Coming from the beautiful world of c, I am trying understand this behavior:
In [1]: dataset = sqlContext.read.parquet('indir')
In [2]: sizes = dataset.mapPartitions(lambda x: [len(list(x))]).collect()
In [3]: for item in sizes:
...: if(item == min(sizes)):
...: count = count + 1
...:
would not even finish after 20 minutes, and I know that the list sizes
is not that big, less than 205k in length. However this executed instantly:
In [8]: min_item = min(sizes)
In [9]: for item in sizes:
if(item == min_item):
count = count + 1
...:
So what happened?
My guess: python could not understand that min(sizes)
will be always constant, thus replace after the first few calls with its return value..since Python uses the interpreter..

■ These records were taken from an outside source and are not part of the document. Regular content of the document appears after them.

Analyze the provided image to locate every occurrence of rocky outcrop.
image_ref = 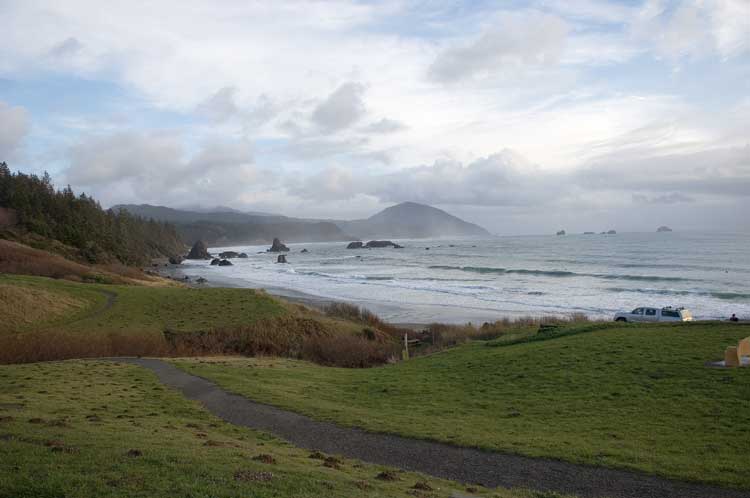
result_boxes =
[168,255,184,265]
[210,258,221,266]
[556,230,566,236]
[347,241,364,249]
[607,230,617,234]
[268,238,289,252]
[218,259,233,266]
[300,248,309,253]
[219,251,240,259]
[276,254,288,264]
[365,240,404,249]
[238,252,248,258]
[657,226,673,232]
[186,240,211,259]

Ref of min() doesn't say anything that would explain the matter to me, but what I was thinking is that it may be that it needs to look at the partitions to do that, but that shouldn't be the case, since sizes
is a list
, not an RDD
!
Edit:
Here is the source of my confusion, I wrote a similar program in C:
for(i = 0; i < SIZE; ++i)
if(i == mymin(array, SIZE))
++count;
and got these timings:
C02QT2UBFVH6-lm:~ gsamaras$ gcc -Wall main.c
C02QT2UBFVH6-lm:~ gsamaras$ ./a.out
That took 98.679177000 seconds wall clock time.
C02QT2UBFVH6-lm:~ gsamaras$ gcc -O3 -Wall main.c
C02QT2UBFVH6-lm:~ gsamaras$ ./a.out
That took 0.000000000 seconds wall clock time.
and for timings, I used Nomimal Animal's approach from my Time measurements.